BE – O que ainda é preciso caminhar na psiquiatria?
Wilson Daher – É uma pergunta até um pouco difícil. Estou afastado dela há cinco anos, mas continuo estudando muito, recebo as revistas da Associação Brasileira de Psiquiatria, com artigos importantes, com os quais, mesmo não clinicando mais, eu tento me atualizar.

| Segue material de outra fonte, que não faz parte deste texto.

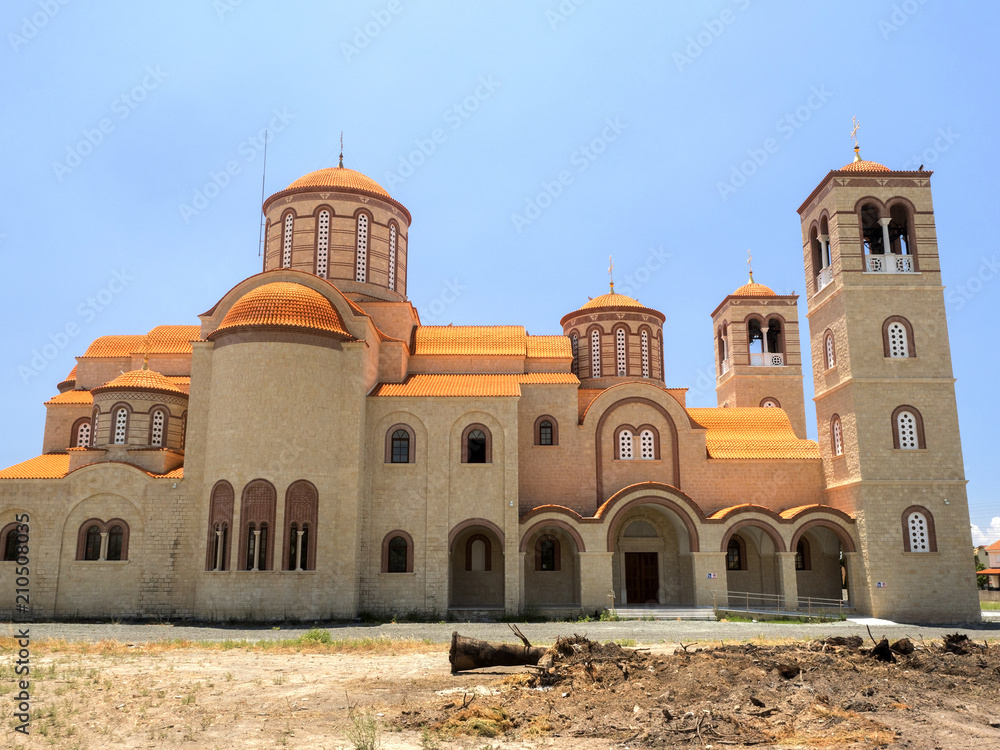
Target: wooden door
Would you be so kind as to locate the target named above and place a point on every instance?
(642, 577)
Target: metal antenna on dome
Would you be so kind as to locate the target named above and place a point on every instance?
(263, 178)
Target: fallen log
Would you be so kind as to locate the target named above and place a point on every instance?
(470, 653)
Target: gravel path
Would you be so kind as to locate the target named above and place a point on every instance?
(641, 631)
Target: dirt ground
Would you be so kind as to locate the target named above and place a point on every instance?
(796, 695)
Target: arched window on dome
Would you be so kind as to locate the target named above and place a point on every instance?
(361, 257)
(323, 243)
(286, 241)
(644, 339)
(621, 351)
(392, 257)
(595, 353)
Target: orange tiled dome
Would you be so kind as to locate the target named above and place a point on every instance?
(339, 177)
(140, 380)
(283, 303)
(753, 289)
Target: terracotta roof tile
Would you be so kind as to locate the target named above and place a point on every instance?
(471, 340)
(46, 466)
(752, 433)
(472, 386)
(549, 346)
(286, 304)
(72, 397)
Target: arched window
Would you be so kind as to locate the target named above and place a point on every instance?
(735, 557)
(647, 445)
(322, 243)
(830, 351)
(595, 353)
(220, 521)
(547, 554)
(546, 431)
(157, 428)
(81, 433)
(121, 425)
(301, 511)
(897, 338)
(918, 530)
(477, 445)
(644, 339)
(361, 258)
(622, 352)
(802, 561)
(625, 445)
(257, 511)
(392, 257)
(286, 243)
(478, 553)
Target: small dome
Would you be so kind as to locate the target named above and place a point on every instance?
(140, 380)
(753, 289)
(340, 177)
(286, 304)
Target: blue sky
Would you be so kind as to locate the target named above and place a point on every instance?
(132, 135)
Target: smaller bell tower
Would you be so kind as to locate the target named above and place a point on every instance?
(758, 360)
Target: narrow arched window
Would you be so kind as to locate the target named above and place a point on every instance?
(837, 437)
(400, 447)
(906, 428)
(545, 433)
(83, 435)
(286, 243)
(361, 259)
(322, 243)
(116, 536)
(625, 445)
(621, 351)
(898, 344)
(595, 354)
(121, 423)
(397, 555)
(92, 550)
(916, 524)
(392, 257)
(157, 428)
(647, 445)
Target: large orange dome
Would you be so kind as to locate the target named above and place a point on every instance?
(340, 177)
(284, 304)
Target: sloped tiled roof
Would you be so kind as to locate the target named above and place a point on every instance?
(286, 304)
(471, 340)
(46, 466)
(752, 433)
(72, 397)
(549, 346)
(472, 386)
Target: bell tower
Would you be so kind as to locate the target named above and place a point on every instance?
(758, 358)
(885, 399)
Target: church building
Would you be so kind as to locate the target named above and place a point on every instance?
(308, 449)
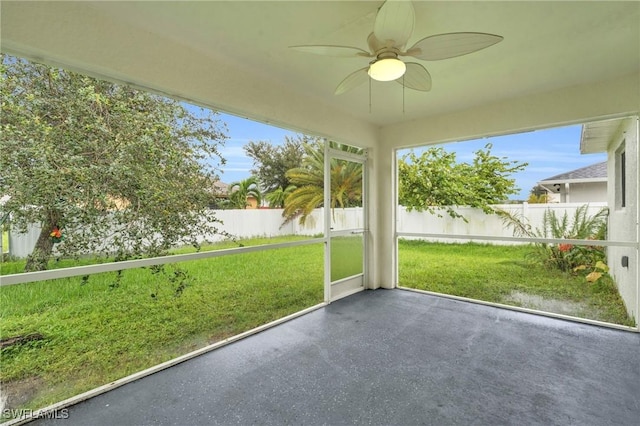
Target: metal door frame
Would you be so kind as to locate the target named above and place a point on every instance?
(354, 283)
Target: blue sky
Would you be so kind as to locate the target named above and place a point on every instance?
(548, 152)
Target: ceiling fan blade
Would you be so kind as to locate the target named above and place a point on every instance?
(337, 51)
(416, 77)
(450, 45)
(395, 21)
(352, 81)
(374, 44)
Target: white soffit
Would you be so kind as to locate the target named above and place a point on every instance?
(596, 136)
(235, 55)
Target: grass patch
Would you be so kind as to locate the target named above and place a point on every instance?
(502, 274)
(97, 332)
(103, 329)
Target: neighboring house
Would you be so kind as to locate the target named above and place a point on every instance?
(619, 139)
(584, 185)
(220, 189)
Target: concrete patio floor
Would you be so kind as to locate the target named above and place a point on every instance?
(393, 357)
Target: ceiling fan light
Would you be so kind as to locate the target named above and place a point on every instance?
(387, 69)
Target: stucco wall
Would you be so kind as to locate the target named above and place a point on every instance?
(583, 192)
(623, 221)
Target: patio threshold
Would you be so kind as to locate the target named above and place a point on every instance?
(392, 357)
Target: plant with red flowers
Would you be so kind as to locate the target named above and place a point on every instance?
(588, 259)
(56, 235)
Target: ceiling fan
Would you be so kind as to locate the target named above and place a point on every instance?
(392, 29)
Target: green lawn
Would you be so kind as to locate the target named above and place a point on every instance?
(507, 274)
(96, 331)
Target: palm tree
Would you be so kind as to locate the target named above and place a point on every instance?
(346, 182)
(241, 190)
(278, 197)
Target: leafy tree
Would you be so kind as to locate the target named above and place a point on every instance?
(346, 182)
(241, 190)
(271, 162)
(278, 197)
(114, 170)
(435, 181)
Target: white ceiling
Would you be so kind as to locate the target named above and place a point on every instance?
(235, 56)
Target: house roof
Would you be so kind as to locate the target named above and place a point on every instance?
(559, 62)
(593, 173)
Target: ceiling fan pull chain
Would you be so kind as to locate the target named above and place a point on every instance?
(369, 95)
(403, 93)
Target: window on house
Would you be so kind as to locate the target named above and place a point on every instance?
(621, 172)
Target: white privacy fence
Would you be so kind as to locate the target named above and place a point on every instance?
(269, 223)
(481, 224)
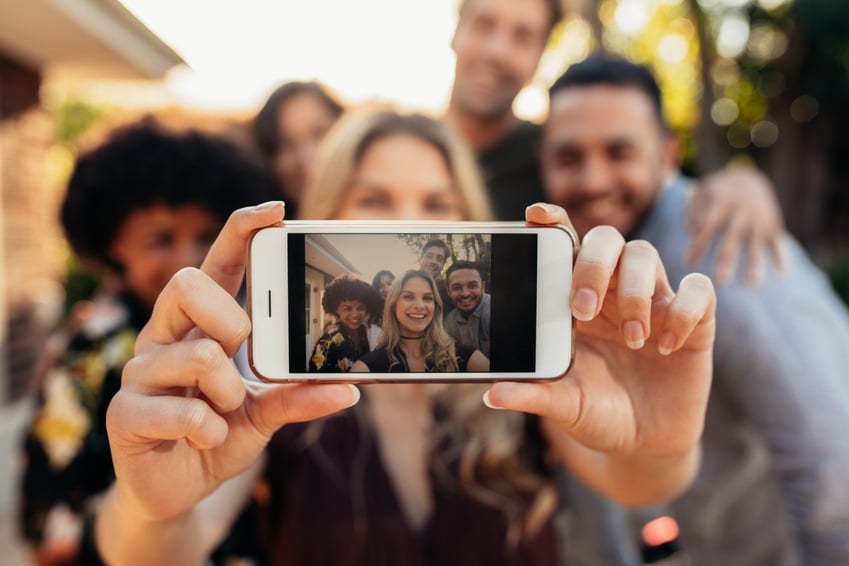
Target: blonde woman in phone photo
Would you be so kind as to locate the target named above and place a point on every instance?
(410, 473)
(414, 339)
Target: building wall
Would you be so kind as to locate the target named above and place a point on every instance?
(31, 248)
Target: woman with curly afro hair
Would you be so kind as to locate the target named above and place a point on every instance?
(349, 299)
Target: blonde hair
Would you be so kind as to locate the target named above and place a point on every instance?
(437, 344)
(342, 149)
(474, 448)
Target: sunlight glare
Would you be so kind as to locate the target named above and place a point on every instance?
(389, 50)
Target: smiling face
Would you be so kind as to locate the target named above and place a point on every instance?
(432, 261)
(415, 307)
(156, 242)
(303, 120)
(465, 289)
(498, 44)
(604, 155)
(384, 285)
(351, 313)
(401, 177)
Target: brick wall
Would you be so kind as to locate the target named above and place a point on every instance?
(32, 249)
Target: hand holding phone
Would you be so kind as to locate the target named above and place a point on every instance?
(470, 301)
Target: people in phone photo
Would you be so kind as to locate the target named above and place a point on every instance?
(348, 299)
(435, 253)
(381, 282)
(470, 322)
(458, 474)
(414, 339)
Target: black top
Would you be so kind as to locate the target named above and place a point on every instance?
(511, 172)
(378, 360)
(333, 503)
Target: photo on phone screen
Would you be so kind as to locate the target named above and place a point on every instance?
(489, 303)
(492, 298)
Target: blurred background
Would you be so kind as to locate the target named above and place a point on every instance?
(759, 80)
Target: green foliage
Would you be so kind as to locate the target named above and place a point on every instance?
(840, 279)
(469, 247)
(74, 118)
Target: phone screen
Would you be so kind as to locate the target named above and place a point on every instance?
(498, 316)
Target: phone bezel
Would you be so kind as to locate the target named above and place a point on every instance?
(265, 284)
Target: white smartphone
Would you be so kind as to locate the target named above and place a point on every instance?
(506, 299)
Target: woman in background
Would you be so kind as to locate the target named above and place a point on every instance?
(415, 473)
(138, 208)
(287, 131)
(381, 282)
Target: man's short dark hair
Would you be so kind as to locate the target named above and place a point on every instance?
(605, 70)
(555, 9)
(436, 243)
(463, 264)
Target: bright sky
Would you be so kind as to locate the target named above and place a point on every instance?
(370, 253)
(239, 52)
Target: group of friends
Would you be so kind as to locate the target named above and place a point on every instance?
(726, 404)
(404, 321)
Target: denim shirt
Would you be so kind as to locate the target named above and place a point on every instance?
(773, 487)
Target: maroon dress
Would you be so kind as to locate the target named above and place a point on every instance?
(333, 503)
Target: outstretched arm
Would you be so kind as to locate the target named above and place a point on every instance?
(737, 207)
(185, 423)
(626, 419)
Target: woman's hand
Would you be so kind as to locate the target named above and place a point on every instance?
(737, 206)
(643, 362)
(184, 420)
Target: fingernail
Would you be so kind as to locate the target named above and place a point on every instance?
(634, 334)
(487, 402)
(268, 205)
(666, 343)
(355, 395)
(584, 304)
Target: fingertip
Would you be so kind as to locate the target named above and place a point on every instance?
(487, 400)
(270, 205)
(667, 343)
(355, 395)
(542, 213)
(585, 304)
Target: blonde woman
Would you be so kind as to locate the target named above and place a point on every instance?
(415, 473)
(414, 339)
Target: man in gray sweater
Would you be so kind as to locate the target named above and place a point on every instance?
(774, 483)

Aí vejo que a psiquiatria evolui mais, tem que evoluir mais para a relação humana, porque a evolução contra os fatores biológicos, dos neurotransmissores, por exemplo, dos fatores genéticos, esses neurotransmissores como a serotonina, a noradrenalina e assim por diante, são só a ponta do iceberg.
Isso não explica tudo ainda, há muita coisa para descobrir no cérebro do ser humano. Então, a relação humana, a relação pessoal, é aquela coisa que eu falava no meu consultório, de acolher. Isso já é metade do caminho que leva, senão à cura, porque, na verdade, ninguém se cura de si, pelo menos ao bem-estar e saúde mental.
A psiquiatria tem que evoluir para mais relação humana. Descobertas científicas estão aí aos montes. Essa multidão de conhecimentos não adianta nada se não passadas com sabedoria.
BE – Como tem sido sua rotina atualmente?
Wilson Daher – Atualmente, moro sozinho. Minha filha visita regularmente com os netos e netas, a outra filha é psicanalista e mora em Assis. Minha rotina é leitura e escrita, tenho alguns livros publicados. Fiz mestrado e doutorado na Famerp, do doutorado tenho um livro escrito em coautoria com o meu orientador, o professor Moacir Antônio Godoy.
BE – Quais os planos?
Wilson Daher – Aí é uma resposta difícil, não é? É continuar vivendo com toda a possibilidade de ainda me manter em equilíbrio. Ando de bengala devido aos problemas físicos, mas não deixo de fazer minhas caminhadas, não deixo de fazer minhas leituras, embora use, muitas vezes, lupa para poder ler e escrever. Tenho seis livros publicados de romances e contos, inclusive, um que recebeu um prêmio de literatura de contos.